Optimized Conformal Selection: Powerful Selective Inference After Conformity Score Optimization
Model selection/optimization in conformal inference is challenging, since it may break the exchangeability between labeled and unlabeled data. We study this problem in the context of conformal selection, which uses conformal p-values to select ``interesting'' instances with large unobserved labels from a pool of unlabeled data, while controlling the FDR in finite sample. For validity, existing solutions require the model choice to be independent of the data used to construct the p-values and calibrate the selection set. However, when presented with many model choices and limited labeled data, it is desirable to (i) select the best model in a data-driven manner, and (ii) mitigate power loss due to sample splitting. This paper presents OptCS, a general framework that allows valid statistical testing (selection) after flexible data-driven model optimization. We introduce general conditions under which OptCS constructs valid conformal p-values despite substantial data reuse and handles complex p-value dependencies to maintain finite-sample FDR control via a novel multiple testing procedure.
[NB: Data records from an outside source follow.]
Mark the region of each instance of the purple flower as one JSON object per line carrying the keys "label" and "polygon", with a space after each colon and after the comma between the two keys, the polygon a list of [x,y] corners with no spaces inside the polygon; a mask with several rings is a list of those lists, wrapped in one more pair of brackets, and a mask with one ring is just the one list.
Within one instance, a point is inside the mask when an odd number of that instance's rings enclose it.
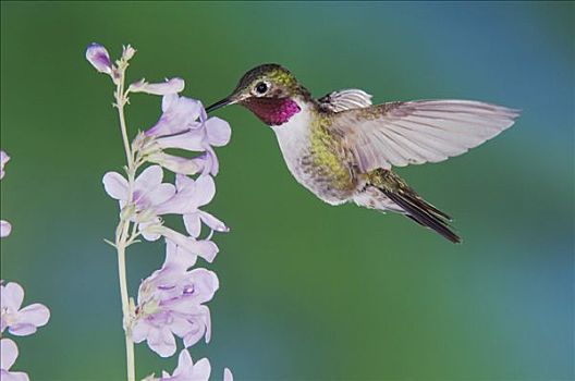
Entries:
{"label": "purple flower", "polygon": [[136,49],[132,48],[130,44],[122,46],[122,60],[124,60],[125,62],[130,61],[135,53]]}
{"label": "purple flower", "polygon": [[178,95],[163,97],[162,112],[158,123],[146,135],[156,137],[161,149],[205,151],[203,173],[217,174],[218,158],[211,147],[221,147],[230,142],[230,124],[219,118],[208,119],[201,102]]}
{"label": "purple flower", "polygon": [[50,319],[50,310],[38,303],[20,309],[24,300],[24,290],[17,283],[0,285],[1,329],[16,336],[26,336],[36,332]]}
{"label": "purple flower", "polygon": [[10,371],[16,361],[19,352],[16,343],[10,339],[0,340],[0,380],[2,381],[28,381],[28,374],[20,371]]}
{"label": "purple flower", "polygon": [[166,153],[162,150],[148,155],[147,161],[160,164],[167,170],[181,174],[196,174],[206,168],[206,160],[203,157],[186,159]]}
{"label": "purple flower", "polygon": [[201,222],[212,231],[228,232],[225,224],[210,213],[199,210],[211,201],[216,195],[216,184],[210,175],[199,176],[196,181],[188,176],[178,174],[175,177],[176,194],[158,206],[160,214],[183,214],[187,232],[194,238],[199,236]]}
{"label": "purple flower", "polygon": [[[189,352],[183,349],[178,357],[178,367],[174,372],[170,376],[163,371],[159,381],[208,381],[210,373],[211,366],[207,358],[194,364]],[[223,381],[233,381],[232,372],[228,368],[223,371]]]}
{"label": "purple flower", "polygon": [[[136,206],[135,212],[139,213],[138,222],[147,222],[156,217],[154,212],[145,216],[144,212],[154,209],[170,199],[175,194],[175,187],[169,183],[162,183],[163,171],[160,165],[146,168],[134,182],[132,201]],[[130,199],[130,186],[127,181],[118,172],[108,172],[102,179],[103,187],[110,197],[120,201],[123,208]]]}
{"label": "purple flower", "polygon": [[10,222],[0,220],[0,238],[8,237],[12,233],[12,225]]}
{"label": "purple flower", "polygon": [[4,179],[4,165],[10,161],[10,156],[7,152],[0,150],[0,180]]}
{"label": "purple flower", "polygon": [[180,97],[176,94],[162,98],[162,114],[158,123],[146,135],[164,136],[182,133],[199,118],[203,110],[198,100]]}
{"label": "purple flower", "polygon": [[134,342],[147,341],[161,357],[175,353],[174,335],[183,339],[185,347],[203,336],[209,342],[211,320],[208,307],[203,304],[219,287],[216,273],[206,269],[186,271],[174,259],[173,255],[167,256],[163,267],[142,282],[132,325]]}
{"label": "purple flower", "polygon": [[86,48],[86,60],[100,73],[112,75],[112,63],[108,50],[99,44],[91,42]]}
{"label": "purple flower", "polygon": [[182,91],[184,89],[184,79],[182,78],[166,79],[164,83],[159,84],[149,84],[146,81],[140,79],[130,85],[129,91],[166,96]]}

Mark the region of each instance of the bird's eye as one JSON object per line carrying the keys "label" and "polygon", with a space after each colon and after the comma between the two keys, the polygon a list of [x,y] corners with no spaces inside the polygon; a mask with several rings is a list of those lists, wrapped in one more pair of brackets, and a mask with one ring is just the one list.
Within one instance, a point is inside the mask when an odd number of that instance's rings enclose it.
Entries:
{"label": "bird's eye", "polygon": [[266,85],[265,82],[259,82],[256,85],[256,93],[257,94],[262,95],[262,94],[266,94],[267,90],[268,90],[268,85]]}

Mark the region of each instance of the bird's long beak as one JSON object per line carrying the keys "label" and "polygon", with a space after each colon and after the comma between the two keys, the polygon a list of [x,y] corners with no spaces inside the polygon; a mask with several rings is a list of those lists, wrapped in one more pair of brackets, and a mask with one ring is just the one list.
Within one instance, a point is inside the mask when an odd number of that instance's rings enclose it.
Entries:
{"label": "bird's long beak", "polygon": [[208,106],[206,108],[206,112],[218,110],[218,109],[221,109],[222,107],[225,107],[228,105],[233,105],[235,102],[236,101],[232,97],[225,97],[222,100],[219,100],[216,103]]}

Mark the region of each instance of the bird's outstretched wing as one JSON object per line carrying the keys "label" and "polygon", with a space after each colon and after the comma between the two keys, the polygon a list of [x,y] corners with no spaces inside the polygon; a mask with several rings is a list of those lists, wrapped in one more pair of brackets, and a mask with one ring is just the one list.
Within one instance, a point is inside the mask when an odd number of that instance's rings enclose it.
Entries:
{"label": "bird's outstretched wing", "polygon": [[357,88],[346,88],[330,93],[318,99],[319,107],[331,112],[371,106],[371,96]]}
{"label": "bird's outstretched wing", "polygon": [[363,172],[439,162],[509,128],[517,110],[470,100],[417,100],[345,110],[331,128]]}

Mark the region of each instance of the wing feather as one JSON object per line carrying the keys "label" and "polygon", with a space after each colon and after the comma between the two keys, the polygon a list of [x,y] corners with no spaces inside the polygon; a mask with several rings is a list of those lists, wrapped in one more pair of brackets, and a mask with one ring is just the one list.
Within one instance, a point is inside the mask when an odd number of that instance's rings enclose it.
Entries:
{"label": "wing feather", "polygon": [[464,153],[512,126],[518,114],[472,100],[418,100],[343,110],[333,128],[368,172]]}

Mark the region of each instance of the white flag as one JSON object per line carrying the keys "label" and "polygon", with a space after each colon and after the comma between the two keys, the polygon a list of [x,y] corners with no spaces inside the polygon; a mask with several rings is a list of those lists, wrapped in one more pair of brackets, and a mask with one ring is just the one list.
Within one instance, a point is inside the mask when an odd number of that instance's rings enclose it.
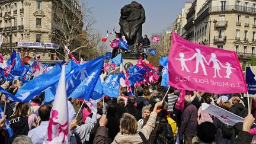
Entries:
{"label": "white flag", "polygon": [[215,105],[202,105],[202,110],[217,117],[222,123],[228,125],[233,126],[237,123],[244,122],[244,118]]}
{"label": "white flag", "polygon": [[60,78],[51,111],[47,135],[43,143],[69,143],[65,70],[65,66],[62,66]]}

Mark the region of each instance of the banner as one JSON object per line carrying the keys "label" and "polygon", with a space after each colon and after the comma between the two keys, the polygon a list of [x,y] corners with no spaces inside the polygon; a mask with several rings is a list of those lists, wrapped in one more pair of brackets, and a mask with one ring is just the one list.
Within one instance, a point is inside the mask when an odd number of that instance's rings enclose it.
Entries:
{"label": "banner", "polygon": [[172,33],[168,85],[205,92],[247,92],[235,52],[191,43]]}
{"label": "banner", "polygon": [[245,81],[249,94],[256,94],[256,66],[249,66],[246,67]]}
{"label": "banner", "polygon": [[117,98],[119,94],[120,77],[118,75],[109,75],[103,82],[103,93],[115,98]]}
We instantiate this general recipe to propose three FDR-controlling procedures, each optimizing the models differently: (i) selecting the most powerful one among multiple pre-trained candidate models, (ii) using all data for model fitting without sample splitting, and (iii) combining full-sample model fitting and selection. We demonstrate the efficacy of our methods via simulation studies and real applications in drug discovery and alignment of large language models in radiology report generation.